Re: draft-freed-sieve-in-xml status?


On Sun, Dec 14, 2008 at 9:59 PM, Ned Freed 
<ned(_dot_)freed(_at_)mrochek(_dot_)com> wrote:

On Sun, Dec 14, 2008 at 6:06 PM, Ned Freed 
<ned(_dot_)freed(_at_)mrochek(_dot_)com> wrote:

i note that the draft describes the infoset rather than defining it in
the standard way. is there a reason for this decision?


I don't know what "the standard way" is you're referring to. Perhaps you
could provide a reference to an RFC where this has been used?

AIUI XML is maintained by w3c (rather than IEFT) so is a
recommendation. http://www.w3.org/TR/xml-infoset/ is the current
document.


Quite true, however, the IETF has its own specification for XML is supposed to
be used in RFCs: RFC 3470. And while infosets are mentioned as one approach to
specifying things about an XML format, there's no recommendation, let alone
requirement, that they be used.

This document is a little unusual in that it's defining a mapping of, if 
you
will, a non-XML infoset onto XML. As such, the natural approach seemed to 
be to
first discuss the structure of the language being mapped, then explain the
mapping, and finish up with additional unique-to-XML semantics.

i agree that most of this arangement is natural. it's just jumping to
a schema seems - to me - a little premature and inflexible.


First of all, the use of XML Schema is in fact too inflexible to be allowed
to continue.
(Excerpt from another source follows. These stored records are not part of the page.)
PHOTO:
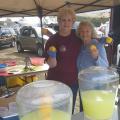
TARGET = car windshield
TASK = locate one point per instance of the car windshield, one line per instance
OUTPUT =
(38, 31)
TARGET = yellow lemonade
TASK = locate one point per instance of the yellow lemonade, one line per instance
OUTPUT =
(98, 104)
(55, 115)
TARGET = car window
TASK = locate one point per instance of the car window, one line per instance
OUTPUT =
(32, 33)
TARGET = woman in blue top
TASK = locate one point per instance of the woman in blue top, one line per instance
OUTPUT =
(92, 52)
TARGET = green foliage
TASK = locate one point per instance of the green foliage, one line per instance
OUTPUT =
(96, 21)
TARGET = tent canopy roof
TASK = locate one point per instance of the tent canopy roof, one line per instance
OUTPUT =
(24, 8)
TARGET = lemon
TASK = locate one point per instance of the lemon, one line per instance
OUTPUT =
(93, 47)
(109, 40)
(52, 48)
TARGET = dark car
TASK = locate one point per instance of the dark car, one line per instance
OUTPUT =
(6, 37)
(30, 38)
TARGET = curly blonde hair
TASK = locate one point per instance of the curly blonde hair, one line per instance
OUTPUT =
(87, 23)
(66, 11)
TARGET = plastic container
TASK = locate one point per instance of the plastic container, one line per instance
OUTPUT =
(2, 67)
(44, 100)
(98, 87)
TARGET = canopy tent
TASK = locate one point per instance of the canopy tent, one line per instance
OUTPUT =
(51, 7)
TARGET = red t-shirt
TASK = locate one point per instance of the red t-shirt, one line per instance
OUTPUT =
(67, 52)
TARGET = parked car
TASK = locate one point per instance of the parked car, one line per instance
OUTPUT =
(6, 37)
(30, 38)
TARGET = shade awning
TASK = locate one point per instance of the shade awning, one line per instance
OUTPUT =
(24, 8)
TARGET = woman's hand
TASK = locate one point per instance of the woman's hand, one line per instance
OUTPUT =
(52, 57)
(94, 51)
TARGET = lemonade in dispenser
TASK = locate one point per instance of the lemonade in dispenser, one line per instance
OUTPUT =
(98, 87)
(44, 100)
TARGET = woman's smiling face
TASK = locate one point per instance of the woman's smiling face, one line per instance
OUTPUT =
(65, 24)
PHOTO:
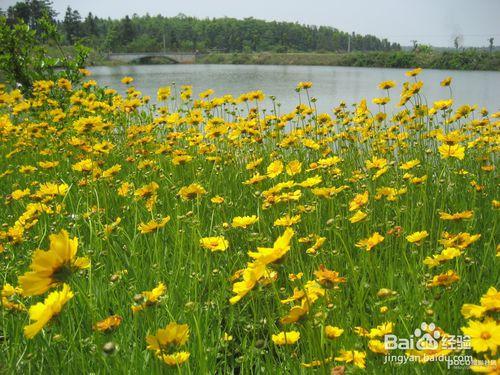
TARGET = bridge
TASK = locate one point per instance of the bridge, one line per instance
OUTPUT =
(175, 57)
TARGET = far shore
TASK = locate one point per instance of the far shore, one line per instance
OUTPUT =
(462, 60)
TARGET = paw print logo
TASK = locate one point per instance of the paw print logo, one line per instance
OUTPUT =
(427, 336)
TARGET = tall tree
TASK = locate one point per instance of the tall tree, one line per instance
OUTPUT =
(72, 25)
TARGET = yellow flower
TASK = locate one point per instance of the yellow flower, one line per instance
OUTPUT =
(8, 293)
(192, 191)
(163, 93)
(443, 104)
(455, 151)
(447, 254)
(304, 85)
(251, 275)
(174, 359)
(86, 165)
(456, 216)
(333, 332)
(127, 80)
(108, 324)
(18, 194)
(124, 189)
(370, 242)
(50, 268)
(244, 221)
(293, 168)
(149, 298)
(253, 164)
(414, 72)
(491, 367)
(287, 221)
(214, 243)
(42, 313)
(286, 338)
(268, 255)
(217, 199)
(172, 334)
(275, 168)
(444, 279)
(485, 336)
(386, 85)
(358, 216)
(358, 201)
(417, 236)
(377, 346)
(410, 164)
(328, 278)
(166, 342)
(153, 225)
(489, 302)
(352, 356)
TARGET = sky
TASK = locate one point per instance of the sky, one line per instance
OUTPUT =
(434, 22)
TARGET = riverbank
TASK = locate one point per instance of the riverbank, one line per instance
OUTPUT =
(464, 60)
(470, 59)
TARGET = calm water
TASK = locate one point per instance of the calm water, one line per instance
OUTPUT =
(331, 84)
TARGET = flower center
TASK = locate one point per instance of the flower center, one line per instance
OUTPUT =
(485, 335)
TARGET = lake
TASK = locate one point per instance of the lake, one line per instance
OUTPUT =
(331, 84)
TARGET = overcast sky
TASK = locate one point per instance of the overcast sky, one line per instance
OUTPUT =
(434, 22)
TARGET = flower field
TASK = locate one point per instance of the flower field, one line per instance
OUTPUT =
(216, 234)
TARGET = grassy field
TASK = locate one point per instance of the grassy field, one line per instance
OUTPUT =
(461, 60)
(201, 235)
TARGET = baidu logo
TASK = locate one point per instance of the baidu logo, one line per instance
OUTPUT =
(424, 338)
(427, 340)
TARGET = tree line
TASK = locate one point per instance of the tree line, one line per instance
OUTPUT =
(184, 33)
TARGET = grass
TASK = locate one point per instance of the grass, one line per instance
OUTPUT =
(460, 60)
(126, 263)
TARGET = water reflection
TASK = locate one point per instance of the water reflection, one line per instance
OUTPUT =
(331, 84)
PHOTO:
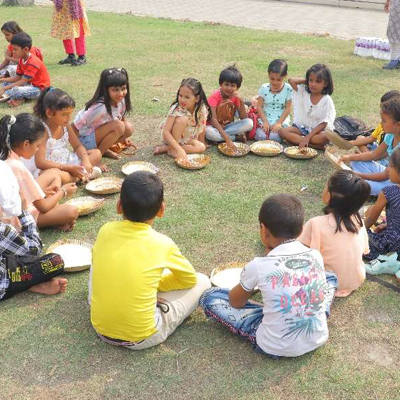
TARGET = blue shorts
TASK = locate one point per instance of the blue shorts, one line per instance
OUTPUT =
(303, 130)
(89, 141)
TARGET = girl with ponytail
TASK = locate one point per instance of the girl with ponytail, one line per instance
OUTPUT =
(340, 234)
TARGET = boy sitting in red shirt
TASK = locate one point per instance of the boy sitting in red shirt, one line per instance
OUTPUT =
(32, 75)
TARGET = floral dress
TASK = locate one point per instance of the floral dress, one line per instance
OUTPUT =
(193, 130)
(389, 239)
(64, 26)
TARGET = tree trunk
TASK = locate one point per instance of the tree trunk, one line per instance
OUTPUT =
(18, 2)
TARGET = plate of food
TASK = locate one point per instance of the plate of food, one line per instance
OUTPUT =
(134, 166)
(86, 204)
(266, 148)
(333, 158)
(338, 141)
(105, 185)
(194, 161)
(77, 255)
(241, 150)
(303, 154)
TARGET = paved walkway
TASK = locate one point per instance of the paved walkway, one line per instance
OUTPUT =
(345, 23)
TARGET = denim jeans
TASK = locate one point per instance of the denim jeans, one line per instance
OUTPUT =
(245, 321)
(22, 92)
(232, 129)
(371, 167)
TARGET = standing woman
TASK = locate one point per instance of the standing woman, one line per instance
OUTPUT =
(393, 33)
(70, 24)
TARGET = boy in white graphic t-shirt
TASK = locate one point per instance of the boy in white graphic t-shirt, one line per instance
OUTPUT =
(296, 293)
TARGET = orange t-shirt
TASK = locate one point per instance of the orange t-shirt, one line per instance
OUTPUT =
(34, 69)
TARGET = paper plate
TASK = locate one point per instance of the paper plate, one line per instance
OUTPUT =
(334, 160)
(134, 166)
(195, 161)
(266, 148)
(106, 185)
(301, 154)
(242, 149)
(86, 205)
(77, 255)
(338, 141)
The next revision will use Relax instead.


XML schema is flexible but the flexibility comes at the price of
readability. one of relax variants would be a better choice.

however (in my experience) the generative tools commonly used for XML
and web service binding, and editor generation tend not to offer good
relax support. IMO the draft should offer secondary informative XML
Schema or Schemata to assist developers using these tools.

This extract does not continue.